Gedney Drove End: school’s pat on the back

Headteacher Karyn Wiles celebrates a good Ofsted inspection in science with pupils William Gillam, Lucy McKenna, Sarah Mansfield, Zoe Franklin, Jamie Coe and Joe McIanally.
Headteacher Karyn Wiles celebrates a good Ofsted inspection in science with pupils William Gillam, Lucy McKenna, Sarah Mansfield, Zoe Franklin, Jamie Coe and Joe McIanally.

A VILLAGE school came under the spotlight during a special Ofsted inspection.

Inspector Brian Padgett spent a day at Gedney Drove End Primary School back in November looking at the way the school teaches science.

The resulting report rated the school good is every aspect of the subject.

Headteacher Karyn Wiles said: “We are really pleased with the Ofsted grading.

“The inspector was really in awe of what a small school like ours is able to offer the pupils.

“Ofsted like to do subject specific surveys and choose a random sample of schools nationwide.

“Of those they choose one large school and one small school to look at and this time we were picked as the small school.

“We are delighted that they have recognised the quality of teaching we deliver.”

In a letter to the school Mr Padgett said the evidence used to inform the judgement included interviews with staff and pupils, scrutiny of relevant documentation, analysis of pupil’s work and observation of three lessons.

The overall effectiveness of science was rated good, along with achievement, the quality of teaching, the quality of the curriculum and the effectiveness of leadership and management in science.

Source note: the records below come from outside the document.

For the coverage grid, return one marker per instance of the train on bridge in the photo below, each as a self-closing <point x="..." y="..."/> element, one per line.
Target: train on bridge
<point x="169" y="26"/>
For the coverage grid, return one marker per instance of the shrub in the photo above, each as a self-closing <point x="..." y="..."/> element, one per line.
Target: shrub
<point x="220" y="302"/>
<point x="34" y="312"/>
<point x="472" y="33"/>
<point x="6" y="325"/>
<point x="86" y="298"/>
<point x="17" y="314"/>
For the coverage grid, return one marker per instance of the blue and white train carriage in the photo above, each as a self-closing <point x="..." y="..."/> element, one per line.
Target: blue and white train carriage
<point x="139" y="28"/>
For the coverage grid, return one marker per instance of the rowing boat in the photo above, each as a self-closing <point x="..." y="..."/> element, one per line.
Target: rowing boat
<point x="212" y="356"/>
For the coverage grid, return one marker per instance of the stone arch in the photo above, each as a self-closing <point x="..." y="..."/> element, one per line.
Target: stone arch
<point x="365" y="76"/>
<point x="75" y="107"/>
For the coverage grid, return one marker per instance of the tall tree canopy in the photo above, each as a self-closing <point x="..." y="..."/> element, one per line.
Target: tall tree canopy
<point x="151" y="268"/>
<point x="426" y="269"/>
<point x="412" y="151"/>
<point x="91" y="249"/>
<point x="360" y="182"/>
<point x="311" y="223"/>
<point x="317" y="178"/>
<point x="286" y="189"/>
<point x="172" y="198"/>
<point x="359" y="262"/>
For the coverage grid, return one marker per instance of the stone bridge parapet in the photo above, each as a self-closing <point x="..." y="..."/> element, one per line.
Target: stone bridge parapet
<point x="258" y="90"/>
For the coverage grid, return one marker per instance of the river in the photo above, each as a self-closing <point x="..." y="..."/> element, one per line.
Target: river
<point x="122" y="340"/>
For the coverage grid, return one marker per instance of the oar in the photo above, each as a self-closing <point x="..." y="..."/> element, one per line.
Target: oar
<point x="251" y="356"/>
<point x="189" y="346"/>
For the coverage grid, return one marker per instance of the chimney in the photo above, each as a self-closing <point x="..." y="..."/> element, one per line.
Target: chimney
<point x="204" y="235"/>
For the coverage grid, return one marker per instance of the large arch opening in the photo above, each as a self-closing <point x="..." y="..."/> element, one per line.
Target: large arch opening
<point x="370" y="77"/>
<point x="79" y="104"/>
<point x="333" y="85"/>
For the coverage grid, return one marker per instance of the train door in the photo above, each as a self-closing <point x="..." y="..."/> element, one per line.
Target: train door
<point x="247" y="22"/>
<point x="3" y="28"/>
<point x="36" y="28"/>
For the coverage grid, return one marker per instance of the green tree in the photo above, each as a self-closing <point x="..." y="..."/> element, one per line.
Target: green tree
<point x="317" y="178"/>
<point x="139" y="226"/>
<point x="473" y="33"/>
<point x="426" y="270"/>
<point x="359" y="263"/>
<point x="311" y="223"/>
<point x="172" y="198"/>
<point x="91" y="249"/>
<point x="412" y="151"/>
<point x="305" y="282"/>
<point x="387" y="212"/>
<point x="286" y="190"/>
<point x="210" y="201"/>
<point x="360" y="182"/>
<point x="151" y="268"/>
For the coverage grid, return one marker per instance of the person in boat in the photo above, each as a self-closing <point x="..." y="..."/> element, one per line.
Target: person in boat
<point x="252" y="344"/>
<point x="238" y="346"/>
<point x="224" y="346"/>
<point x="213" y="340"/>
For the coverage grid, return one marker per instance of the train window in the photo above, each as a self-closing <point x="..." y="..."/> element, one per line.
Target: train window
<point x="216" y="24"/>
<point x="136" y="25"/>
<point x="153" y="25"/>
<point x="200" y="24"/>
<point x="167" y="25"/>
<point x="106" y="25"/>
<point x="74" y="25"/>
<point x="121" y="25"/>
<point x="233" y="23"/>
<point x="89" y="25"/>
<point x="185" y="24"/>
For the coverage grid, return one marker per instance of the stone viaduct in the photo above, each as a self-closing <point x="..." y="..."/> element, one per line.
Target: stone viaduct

Mr Padgett’s letter said: “Teaching of an outstanding quality was observed. This was achieved when excellent generic teaching skills were combined with high levels of understanding in science, including the precise use of the language of, in this case, electrical circuits.

“All pupils made at least good progress in this lesson.”

The only area highlighted for improvement was developing teachers’ marking to help pupils identify the next stages in their learning.

Miss Wiles added: “We have a good marking practice with literacy and numeracy and the inspector wanted to see that applied to science as well, which we are already working on.”